Under the careful scrutiny of increasing numbers of scientists around the world, astronomy's newest sensation—the pulsars—continued to beep away last week, confounding observers with the breathtaking regularity of their signals. With almost unseemly haste, astronomers and astrophysicists conjured up possible explanations for the new signals from space and rushed them to publications like Nature and Science, hoping to be first in print with the theory that eventually is proved correct. In London a crowded, excited meeting of the Royal Astronomical Society was devoted entirely to the pulsars.

Somewhat belatedly, Astronomer Anthony Hewish, leader of the Cambridge University group that discovered pulsars (TIME, March 15), revealed the positions and the pulse rates of pulsars 2, 3 and 4. One of them blips every 1.27 seconds, another at 1.19-second intervals—close to the 1.34-second period previously reported for pulsar 1. Pulsar 4 pulses significantly faster: every quarter of a second. In addition, Hewish estimated that the fast-pulsing source is only 50 light-years away, compared with the 200-light-year distance he calculated for pulsar 1.

Blue Star. Using the coordinates given by Hewish, Astronomer Frank Drake trained the giant Arecibo, Puerto Rico, radio telescope on pulsar 3 and discovered that each of its signals was composed of two closely spaced peaks. The peaks were so sharp, he said, that the signal may originate from an object as small as a few hundred miles across; if pulsar 3 were much larger, the peaks would be gradual and less distinct. Using England's Jodrell Bank radio telescope, Astronomer Graham Smith discovered that the radio waves from pulsars are polarized, indicating that they pass through a magnetic field on their way to the earth.

Checking on the faint blue star that Cambridge University astronomers have associated with pulsar 1, Astronomer William Liller located it on a number of Harvard Observatory photographs taken between 1897 and 1952. During that interval, he reported, the average visible light from the star had not varied significantly. And in California, Astronomer Allan Sandage announced that he plans to train the 200-in. Mount Palomar telescope on the blue star to detect any second-by-second variation in its light intensity that might coincide with pulsar 1's radio variation.

Meanwhile, pulsar theories continued to proliferate beyond the pulsating neutron-star and white-dwarf-star theories first suggested by Cambridge astronomers.

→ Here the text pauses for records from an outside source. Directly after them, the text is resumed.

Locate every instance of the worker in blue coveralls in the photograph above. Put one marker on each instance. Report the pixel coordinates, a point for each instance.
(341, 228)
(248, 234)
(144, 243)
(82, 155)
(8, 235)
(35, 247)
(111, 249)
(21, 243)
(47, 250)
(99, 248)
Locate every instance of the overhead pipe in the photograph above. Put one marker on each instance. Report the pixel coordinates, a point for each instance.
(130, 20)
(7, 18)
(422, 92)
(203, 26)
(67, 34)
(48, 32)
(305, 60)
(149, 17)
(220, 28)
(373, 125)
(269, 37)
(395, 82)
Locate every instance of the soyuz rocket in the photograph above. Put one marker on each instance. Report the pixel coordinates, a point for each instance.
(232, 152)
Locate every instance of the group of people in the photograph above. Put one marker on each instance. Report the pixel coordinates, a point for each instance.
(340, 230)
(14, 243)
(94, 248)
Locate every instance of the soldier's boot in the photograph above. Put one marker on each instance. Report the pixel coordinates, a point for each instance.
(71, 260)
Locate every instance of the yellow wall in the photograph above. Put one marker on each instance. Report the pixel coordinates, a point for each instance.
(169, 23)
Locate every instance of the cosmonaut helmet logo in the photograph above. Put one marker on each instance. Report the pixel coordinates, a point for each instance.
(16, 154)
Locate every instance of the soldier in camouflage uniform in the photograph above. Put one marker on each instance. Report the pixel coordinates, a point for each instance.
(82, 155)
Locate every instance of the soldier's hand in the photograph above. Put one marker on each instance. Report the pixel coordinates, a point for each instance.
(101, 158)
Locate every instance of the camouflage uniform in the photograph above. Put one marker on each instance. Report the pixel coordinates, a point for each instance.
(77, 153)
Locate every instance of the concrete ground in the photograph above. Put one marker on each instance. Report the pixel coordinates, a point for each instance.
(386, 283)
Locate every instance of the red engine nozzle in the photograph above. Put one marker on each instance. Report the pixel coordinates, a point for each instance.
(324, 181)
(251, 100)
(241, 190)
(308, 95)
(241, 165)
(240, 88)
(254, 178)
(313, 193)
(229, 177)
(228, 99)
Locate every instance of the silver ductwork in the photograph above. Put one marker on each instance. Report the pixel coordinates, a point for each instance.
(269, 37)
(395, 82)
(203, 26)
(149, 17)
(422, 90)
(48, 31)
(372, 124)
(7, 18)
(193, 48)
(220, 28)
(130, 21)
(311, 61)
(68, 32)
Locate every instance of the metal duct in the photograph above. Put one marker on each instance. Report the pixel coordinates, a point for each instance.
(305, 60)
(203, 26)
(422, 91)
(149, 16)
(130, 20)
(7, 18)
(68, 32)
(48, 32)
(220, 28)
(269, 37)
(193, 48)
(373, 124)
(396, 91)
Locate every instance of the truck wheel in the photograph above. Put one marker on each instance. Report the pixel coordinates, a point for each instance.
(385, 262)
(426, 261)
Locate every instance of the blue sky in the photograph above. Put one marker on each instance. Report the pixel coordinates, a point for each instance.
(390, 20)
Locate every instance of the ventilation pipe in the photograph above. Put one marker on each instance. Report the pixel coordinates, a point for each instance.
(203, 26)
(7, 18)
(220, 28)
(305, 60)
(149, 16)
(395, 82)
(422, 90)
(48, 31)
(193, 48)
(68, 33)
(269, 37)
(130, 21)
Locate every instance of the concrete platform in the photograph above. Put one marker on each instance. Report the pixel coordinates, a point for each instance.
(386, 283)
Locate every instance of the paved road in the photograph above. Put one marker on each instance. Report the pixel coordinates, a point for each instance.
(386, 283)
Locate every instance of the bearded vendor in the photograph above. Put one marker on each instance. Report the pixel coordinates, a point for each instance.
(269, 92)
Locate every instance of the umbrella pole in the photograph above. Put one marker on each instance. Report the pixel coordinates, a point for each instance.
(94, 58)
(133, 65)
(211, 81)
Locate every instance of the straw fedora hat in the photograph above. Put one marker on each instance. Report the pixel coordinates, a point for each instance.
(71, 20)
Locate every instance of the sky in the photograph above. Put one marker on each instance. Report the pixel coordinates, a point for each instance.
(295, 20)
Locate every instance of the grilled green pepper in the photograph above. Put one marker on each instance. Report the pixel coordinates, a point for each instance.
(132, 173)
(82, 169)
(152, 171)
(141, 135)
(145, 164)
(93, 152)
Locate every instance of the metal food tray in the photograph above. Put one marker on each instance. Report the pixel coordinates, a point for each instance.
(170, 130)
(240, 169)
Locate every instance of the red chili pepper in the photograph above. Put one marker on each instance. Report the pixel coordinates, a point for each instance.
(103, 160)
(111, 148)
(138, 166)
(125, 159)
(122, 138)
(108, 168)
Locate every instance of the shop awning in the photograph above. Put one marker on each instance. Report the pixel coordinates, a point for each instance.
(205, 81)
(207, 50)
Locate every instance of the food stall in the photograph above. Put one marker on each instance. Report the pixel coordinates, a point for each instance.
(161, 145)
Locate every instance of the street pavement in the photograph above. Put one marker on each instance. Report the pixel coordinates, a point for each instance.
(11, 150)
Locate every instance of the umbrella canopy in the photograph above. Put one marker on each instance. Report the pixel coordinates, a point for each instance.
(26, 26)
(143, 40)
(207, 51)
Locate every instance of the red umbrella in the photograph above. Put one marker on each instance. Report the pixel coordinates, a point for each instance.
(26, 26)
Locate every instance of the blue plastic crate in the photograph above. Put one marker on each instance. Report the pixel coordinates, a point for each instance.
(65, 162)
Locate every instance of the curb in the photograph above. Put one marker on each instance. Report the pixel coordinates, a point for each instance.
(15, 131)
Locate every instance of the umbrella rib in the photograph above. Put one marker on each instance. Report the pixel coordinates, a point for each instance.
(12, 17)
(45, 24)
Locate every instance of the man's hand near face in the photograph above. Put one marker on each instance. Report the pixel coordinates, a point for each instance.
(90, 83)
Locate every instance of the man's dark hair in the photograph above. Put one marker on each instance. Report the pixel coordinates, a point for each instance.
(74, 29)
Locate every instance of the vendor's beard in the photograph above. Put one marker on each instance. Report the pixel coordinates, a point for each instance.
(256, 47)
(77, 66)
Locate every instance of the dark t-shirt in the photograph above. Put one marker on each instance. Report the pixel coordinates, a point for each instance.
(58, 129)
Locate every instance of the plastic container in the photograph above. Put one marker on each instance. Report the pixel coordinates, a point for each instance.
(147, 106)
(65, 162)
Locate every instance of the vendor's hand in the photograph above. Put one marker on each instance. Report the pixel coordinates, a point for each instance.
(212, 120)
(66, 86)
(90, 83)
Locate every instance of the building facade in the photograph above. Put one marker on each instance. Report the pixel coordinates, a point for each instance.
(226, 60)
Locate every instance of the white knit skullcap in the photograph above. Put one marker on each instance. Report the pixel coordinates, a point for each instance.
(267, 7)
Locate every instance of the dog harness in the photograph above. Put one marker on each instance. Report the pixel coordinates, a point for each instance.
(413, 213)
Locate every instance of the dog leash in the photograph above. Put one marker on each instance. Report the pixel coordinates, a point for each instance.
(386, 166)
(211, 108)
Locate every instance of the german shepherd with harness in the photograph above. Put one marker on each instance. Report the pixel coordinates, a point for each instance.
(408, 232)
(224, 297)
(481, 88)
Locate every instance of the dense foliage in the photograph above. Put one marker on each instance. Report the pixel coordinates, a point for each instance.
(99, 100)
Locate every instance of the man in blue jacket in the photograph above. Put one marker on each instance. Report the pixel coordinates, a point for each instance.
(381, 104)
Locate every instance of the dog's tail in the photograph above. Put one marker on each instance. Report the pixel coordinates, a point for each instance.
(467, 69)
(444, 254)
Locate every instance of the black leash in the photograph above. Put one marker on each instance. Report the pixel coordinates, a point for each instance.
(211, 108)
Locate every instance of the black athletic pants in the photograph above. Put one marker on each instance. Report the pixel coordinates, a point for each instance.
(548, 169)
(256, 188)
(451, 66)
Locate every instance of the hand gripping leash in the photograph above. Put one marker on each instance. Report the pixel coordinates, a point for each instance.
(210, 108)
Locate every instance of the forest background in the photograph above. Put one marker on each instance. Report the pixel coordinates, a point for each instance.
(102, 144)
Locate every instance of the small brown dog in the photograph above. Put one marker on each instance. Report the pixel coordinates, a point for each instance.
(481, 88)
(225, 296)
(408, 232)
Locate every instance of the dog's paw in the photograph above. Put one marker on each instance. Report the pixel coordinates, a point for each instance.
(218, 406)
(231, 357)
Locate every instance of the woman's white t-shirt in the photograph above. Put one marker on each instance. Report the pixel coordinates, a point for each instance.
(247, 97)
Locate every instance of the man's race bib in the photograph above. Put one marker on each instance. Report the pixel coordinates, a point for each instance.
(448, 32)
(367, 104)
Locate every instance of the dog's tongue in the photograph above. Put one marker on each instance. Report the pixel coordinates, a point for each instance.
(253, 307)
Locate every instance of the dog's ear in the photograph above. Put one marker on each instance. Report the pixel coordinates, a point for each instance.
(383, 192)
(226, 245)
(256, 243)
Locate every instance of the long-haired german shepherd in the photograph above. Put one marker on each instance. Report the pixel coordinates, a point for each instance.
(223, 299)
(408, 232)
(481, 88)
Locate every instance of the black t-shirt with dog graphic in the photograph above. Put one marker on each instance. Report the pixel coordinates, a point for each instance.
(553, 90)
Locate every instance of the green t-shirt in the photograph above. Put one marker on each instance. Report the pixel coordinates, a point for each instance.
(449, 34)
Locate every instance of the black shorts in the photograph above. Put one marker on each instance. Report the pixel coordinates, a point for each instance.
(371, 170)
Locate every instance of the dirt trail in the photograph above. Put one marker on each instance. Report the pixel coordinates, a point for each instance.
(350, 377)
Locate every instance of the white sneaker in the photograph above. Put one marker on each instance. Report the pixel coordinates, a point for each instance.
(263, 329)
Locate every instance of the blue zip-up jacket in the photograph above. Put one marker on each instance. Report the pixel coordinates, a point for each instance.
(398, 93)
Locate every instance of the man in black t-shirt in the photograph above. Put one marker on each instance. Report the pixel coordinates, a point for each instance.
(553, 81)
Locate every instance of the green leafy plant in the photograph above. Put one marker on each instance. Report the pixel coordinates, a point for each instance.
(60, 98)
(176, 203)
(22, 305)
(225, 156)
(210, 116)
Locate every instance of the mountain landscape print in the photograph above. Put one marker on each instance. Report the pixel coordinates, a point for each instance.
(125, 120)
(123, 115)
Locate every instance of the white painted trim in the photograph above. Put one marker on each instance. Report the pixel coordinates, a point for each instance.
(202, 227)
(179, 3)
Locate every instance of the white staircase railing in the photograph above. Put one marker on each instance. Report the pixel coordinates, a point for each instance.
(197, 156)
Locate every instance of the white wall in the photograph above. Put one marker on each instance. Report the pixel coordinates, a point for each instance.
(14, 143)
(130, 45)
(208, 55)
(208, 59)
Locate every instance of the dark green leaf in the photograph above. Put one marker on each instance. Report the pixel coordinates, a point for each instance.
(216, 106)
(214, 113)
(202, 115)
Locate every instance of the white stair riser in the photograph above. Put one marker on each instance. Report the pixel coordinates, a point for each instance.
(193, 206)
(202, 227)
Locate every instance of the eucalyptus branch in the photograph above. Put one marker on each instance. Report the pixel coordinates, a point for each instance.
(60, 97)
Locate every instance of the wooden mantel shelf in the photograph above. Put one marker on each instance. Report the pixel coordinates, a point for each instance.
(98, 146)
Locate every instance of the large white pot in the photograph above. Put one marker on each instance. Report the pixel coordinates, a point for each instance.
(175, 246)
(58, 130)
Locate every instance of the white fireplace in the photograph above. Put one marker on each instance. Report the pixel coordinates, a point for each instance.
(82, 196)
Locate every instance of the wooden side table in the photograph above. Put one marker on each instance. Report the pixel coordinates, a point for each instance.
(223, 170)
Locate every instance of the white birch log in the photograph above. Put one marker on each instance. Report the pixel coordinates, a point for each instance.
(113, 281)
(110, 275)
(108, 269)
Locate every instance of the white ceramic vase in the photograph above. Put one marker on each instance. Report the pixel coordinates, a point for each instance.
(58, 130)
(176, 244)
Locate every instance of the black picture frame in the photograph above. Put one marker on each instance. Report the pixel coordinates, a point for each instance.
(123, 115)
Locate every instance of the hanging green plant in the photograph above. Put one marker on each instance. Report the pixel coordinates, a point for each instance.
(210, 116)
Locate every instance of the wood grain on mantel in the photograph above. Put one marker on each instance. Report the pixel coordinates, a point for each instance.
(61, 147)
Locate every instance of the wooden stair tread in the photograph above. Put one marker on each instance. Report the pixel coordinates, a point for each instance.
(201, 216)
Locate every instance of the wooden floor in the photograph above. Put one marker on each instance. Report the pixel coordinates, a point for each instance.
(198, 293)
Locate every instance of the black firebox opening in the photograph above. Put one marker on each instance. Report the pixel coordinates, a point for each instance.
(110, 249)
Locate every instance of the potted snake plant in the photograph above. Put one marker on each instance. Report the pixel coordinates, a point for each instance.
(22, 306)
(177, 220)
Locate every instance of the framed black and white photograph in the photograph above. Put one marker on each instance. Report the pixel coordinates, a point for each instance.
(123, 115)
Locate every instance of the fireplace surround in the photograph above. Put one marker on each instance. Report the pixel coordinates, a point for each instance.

Princeton Astrophysicist Jeremiah Ostriker suggested that the signals might be caused by rapidly rotating white dwarfs with a local disturbance on their surfaces. Signals from the disturbance would sweep across the earth like a lighthouse beacon once during each rotation of such a star. British Astrophysicists Fred Hoyle and J. Narlikar propose that the signals are connected with supernovas, or exploding stars.